I have to parse an html page organized this way:
<li id="ctl00_EFG" class="current">
<a id="ctl00_SGB" href="http://SGI/EFG">EFG</a>
<ul style="width:535px;">
<li class="top_border">
<a style='color: #d94129; font-weight: bold;' href="http://SGI/EFG/regione-abruzzo" title="EFGAbruzzo">Abruzzo</a>
<ul style="width:100%;">
<li>
<a href="http://SGI/EFG/chieti" title="EFG chieti" rel="nofollow">Chieti</a>
</li>
<li>
<a href="http://SGI/EFG/pescara" title="EFG pescara" rel="nofollow">Pescara</a>
</li>
</ul>
</li>
<li class="top_border"><a style='color: #d94129; font-weight: bold;' href="http://SGI/EFG/regione-valdaosta" title="EFGValDAosta">Val d'Aosta</a>
<ul style="width:100%;">
<li>
<a href="http://SGI/EFG/aosta" title="EFG aosta" rel="nofollow">Aosta</a>
</li>
</ul>
</li>
</ul>
</li>
I need to extract an object with the regions and the cities, like this:
{
"Abruzzo": [
"Chieti" , "Pescara",
],
"Val d'Aosta": [
"Aosta",
],
};
I am using cheerio from node.js, but I added jquery to the tags since cheerio uses jquery-style selector (AFAIK...).
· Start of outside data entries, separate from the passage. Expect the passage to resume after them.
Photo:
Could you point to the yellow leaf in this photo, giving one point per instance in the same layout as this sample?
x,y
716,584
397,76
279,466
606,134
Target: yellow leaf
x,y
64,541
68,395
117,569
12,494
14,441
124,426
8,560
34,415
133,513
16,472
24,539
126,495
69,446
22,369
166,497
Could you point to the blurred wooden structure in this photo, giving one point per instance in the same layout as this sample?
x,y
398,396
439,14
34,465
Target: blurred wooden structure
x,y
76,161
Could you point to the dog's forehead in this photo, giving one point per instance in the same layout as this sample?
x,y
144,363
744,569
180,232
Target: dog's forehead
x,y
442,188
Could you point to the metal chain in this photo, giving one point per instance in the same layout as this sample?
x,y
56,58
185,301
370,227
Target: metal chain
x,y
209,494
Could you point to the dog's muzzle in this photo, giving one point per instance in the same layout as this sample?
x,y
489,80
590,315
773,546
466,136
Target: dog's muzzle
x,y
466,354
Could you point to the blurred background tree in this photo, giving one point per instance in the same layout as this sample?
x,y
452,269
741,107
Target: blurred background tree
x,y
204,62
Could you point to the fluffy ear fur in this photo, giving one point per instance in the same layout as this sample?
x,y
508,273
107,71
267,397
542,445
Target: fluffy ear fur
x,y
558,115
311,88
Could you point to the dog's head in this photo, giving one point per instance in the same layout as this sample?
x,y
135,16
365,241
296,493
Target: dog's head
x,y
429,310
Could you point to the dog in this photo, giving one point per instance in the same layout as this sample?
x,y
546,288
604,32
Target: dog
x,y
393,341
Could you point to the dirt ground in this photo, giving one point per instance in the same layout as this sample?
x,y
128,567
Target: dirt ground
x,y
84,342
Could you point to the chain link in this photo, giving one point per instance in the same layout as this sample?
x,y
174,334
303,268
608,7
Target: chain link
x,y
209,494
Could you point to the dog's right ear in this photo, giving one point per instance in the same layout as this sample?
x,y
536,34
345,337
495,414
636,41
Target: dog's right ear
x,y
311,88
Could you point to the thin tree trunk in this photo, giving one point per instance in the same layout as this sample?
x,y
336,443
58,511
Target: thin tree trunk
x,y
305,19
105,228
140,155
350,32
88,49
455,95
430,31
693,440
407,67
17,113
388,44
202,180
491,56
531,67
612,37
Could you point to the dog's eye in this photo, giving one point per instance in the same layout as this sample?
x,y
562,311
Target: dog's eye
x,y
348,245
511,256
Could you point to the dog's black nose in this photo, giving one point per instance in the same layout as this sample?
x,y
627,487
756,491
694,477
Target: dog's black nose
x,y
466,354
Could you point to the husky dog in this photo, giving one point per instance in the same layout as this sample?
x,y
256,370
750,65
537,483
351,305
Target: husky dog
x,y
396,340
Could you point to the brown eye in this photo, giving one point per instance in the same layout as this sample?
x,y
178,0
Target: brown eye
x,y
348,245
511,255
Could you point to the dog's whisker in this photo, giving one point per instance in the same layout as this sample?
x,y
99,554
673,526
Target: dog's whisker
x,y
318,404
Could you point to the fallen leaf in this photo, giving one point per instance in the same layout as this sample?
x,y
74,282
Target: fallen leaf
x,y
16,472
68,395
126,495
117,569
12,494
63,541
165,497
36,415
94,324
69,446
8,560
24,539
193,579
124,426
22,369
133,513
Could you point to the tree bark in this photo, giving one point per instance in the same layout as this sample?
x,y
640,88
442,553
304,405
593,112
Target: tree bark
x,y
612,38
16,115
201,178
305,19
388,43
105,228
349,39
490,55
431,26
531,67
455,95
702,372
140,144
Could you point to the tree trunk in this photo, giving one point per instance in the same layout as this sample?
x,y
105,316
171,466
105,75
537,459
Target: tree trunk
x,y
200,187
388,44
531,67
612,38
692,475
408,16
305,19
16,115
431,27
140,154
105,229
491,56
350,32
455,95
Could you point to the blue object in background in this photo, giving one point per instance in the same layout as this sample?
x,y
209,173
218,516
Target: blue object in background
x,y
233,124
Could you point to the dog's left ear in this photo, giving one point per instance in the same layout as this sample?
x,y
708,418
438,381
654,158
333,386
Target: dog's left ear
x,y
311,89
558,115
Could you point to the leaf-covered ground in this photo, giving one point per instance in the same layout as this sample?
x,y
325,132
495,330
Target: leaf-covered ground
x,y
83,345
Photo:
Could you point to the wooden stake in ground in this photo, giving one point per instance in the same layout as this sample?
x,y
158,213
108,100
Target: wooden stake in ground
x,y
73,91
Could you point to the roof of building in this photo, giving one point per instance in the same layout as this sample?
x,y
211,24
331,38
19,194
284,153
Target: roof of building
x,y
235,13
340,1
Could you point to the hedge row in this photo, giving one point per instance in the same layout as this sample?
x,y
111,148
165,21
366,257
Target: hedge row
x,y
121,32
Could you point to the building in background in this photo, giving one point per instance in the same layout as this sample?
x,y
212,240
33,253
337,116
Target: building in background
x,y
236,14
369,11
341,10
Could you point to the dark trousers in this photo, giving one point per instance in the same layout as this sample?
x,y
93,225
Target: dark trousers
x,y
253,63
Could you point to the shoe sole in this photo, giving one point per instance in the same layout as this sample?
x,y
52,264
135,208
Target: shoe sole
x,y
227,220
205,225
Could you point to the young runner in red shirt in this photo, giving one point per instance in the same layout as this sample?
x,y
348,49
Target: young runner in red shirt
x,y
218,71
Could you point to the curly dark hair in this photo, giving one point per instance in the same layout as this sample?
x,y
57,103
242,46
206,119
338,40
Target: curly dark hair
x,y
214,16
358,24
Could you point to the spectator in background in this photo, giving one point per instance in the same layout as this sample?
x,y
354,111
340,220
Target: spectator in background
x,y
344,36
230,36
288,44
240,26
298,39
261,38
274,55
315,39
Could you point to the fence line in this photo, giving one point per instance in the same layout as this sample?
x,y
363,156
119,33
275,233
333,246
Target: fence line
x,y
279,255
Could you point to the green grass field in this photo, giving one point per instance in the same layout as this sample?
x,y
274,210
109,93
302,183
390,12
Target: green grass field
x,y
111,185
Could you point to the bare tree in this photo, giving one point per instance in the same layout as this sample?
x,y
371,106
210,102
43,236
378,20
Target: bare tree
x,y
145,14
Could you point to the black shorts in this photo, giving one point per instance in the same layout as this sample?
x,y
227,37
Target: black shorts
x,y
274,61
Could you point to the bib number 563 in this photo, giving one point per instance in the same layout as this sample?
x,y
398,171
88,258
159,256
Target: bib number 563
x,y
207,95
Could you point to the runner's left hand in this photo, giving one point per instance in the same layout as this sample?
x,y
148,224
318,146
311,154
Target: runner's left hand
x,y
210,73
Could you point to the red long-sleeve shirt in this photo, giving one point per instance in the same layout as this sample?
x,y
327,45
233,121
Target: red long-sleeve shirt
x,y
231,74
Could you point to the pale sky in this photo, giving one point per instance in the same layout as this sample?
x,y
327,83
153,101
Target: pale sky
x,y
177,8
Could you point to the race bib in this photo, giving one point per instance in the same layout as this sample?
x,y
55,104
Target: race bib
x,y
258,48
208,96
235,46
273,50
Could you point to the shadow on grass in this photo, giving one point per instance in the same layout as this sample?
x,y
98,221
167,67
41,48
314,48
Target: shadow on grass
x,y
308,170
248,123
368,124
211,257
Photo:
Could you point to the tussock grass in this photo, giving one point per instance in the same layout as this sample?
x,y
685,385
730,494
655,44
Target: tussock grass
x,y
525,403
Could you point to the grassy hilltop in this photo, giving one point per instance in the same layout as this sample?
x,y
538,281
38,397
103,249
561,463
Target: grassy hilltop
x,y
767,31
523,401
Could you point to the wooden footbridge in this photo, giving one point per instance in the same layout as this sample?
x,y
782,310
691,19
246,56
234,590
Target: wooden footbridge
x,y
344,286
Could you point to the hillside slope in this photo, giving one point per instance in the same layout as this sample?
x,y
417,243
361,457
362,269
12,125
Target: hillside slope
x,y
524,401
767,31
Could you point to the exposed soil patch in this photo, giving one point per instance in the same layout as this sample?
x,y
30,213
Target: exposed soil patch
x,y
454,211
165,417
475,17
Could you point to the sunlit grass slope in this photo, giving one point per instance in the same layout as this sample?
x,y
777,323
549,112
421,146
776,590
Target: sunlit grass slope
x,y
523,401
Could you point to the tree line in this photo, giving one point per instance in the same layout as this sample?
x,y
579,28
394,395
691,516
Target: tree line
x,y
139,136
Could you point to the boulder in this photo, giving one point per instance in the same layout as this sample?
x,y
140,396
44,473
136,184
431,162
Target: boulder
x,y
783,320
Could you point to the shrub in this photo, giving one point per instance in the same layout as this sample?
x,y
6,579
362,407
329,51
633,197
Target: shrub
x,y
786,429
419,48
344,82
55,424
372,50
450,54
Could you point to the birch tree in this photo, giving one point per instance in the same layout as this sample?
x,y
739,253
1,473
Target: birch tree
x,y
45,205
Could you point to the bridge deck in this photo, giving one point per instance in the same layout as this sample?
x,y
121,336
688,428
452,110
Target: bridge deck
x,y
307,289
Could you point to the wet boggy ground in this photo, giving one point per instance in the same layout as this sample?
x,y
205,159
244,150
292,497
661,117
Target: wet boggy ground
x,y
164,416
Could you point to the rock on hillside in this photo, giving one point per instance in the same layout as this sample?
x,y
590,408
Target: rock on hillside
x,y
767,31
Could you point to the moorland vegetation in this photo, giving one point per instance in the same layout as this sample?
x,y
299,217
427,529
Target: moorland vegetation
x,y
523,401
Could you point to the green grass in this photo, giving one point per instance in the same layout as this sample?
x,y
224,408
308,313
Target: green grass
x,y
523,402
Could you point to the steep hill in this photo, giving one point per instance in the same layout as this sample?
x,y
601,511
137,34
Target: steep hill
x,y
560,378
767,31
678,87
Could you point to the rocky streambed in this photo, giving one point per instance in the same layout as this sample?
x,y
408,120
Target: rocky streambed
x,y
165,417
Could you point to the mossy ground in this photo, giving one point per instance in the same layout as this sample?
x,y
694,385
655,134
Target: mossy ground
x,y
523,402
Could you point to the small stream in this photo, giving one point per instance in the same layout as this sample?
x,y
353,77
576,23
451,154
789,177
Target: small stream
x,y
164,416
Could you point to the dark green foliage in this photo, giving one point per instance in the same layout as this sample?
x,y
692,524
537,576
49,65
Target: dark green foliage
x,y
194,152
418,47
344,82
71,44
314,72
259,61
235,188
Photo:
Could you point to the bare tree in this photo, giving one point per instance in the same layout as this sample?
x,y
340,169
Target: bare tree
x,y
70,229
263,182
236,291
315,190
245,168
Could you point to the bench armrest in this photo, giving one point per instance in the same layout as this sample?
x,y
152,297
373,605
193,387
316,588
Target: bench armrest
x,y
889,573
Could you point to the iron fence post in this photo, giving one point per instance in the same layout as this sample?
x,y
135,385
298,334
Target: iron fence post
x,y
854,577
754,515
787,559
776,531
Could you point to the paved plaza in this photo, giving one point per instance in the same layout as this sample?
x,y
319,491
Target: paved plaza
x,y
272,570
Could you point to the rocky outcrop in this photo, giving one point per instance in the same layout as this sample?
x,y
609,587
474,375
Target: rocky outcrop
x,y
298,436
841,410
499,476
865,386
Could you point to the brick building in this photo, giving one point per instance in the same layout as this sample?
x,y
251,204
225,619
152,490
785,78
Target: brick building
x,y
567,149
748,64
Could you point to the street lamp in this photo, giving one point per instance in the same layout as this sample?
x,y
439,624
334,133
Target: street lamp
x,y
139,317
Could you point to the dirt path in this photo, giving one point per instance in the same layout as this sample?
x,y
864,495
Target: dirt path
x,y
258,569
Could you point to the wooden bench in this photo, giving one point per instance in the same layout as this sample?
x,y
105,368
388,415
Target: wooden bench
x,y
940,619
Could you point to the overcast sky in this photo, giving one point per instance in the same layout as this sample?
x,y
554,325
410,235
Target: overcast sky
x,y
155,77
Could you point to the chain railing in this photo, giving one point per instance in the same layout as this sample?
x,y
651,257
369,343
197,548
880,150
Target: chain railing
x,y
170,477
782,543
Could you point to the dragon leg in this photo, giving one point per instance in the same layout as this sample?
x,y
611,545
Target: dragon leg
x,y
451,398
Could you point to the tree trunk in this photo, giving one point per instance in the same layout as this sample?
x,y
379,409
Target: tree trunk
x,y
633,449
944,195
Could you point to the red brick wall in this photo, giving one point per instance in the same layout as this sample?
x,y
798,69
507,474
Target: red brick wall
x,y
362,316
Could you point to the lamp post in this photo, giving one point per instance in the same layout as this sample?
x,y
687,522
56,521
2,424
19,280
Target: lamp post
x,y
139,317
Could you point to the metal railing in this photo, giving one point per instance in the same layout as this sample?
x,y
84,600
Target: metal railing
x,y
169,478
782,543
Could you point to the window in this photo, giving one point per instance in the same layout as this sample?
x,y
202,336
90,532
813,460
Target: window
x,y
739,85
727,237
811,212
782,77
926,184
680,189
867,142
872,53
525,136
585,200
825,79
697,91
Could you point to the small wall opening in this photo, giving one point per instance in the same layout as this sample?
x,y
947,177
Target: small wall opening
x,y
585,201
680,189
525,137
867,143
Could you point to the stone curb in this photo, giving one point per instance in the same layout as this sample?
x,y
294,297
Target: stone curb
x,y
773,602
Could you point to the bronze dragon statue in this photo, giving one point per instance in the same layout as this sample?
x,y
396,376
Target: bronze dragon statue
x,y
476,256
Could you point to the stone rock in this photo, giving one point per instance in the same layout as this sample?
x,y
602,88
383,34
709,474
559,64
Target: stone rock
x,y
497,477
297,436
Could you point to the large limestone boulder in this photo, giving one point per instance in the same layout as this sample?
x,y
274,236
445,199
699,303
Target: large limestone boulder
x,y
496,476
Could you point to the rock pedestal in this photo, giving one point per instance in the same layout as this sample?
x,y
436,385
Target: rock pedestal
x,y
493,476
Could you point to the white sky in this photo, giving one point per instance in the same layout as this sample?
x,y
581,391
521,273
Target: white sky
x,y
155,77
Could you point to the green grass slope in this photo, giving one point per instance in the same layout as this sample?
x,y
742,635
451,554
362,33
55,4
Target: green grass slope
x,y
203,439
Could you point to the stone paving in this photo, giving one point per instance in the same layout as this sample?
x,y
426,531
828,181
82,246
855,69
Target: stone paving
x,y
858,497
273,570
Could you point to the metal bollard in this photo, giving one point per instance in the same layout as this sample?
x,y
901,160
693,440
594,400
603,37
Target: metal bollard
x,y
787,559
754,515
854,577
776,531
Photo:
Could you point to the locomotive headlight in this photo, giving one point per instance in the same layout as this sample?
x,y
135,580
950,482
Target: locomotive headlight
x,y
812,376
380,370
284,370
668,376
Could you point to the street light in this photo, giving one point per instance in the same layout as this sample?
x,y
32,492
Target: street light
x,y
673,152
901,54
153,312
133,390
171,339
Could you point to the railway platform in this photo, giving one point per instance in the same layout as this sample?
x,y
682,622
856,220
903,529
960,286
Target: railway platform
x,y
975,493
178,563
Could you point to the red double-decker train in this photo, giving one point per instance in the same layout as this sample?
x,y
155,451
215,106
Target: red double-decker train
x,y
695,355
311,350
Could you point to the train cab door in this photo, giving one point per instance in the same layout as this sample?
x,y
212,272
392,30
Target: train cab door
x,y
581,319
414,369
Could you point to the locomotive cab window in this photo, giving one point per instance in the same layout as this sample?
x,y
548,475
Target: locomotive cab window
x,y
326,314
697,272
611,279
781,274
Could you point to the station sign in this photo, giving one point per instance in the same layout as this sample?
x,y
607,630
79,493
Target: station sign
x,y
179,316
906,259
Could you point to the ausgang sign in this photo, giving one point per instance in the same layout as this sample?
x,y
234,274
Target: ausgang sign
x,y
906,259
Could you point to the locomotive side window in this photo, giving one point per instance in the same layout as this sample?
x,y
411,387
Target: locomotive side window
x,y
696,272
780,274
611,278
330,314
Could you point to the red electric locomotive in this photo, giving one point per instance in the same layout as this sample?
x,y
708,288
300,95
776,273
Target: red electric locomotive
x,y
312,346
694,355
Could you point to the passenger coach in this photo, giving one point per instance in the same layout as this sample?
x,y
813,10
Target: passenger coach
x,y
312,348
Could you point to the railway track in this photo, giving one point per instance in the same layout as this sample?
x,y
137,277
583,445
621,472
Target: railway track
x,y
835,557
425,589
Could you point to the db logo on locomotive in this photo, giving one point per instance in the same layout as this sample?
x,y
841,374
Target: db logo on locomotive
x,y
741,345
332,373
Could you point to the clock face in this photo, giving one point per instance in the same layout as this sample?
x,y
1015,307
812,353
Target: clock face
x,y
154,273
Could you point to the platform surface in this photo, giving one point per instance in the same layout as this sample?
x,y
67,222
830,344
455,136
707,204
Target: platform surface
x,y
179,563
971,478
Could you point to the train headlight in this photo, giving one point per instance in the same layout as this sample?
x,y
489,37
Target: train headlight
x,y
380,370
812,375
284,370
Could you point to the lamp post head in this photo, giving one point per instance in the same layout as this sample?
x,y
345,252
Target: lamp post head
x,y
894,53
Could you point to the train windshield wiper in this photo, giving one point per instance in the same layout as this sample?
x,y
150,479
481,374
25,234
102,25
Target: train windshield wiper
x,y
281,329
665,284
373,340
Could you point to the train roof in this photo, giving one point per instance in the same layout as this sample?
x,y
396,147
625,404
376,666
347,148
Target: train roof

I have come with this partial solution, which is not working ...
$('a[id="ctl00_SGB"]').next().find('ul li').each(function(i, elem) {
var $categoryTop = $(this);
var region = $categoryTop.find('a').first().attr('rel', ':not(nofollow)').text();
console.log('region:', region);
$(elem).find('ul li a').each(function(i, elem2) {
console.log('elem2:', $(elem2).text());
});
Any clue?
P.S.: I am changing a question inserted yesterday, and answered correctly. Unfortunately, I did simplify it a bit too much, so I couldn't use the correct answer to my use case...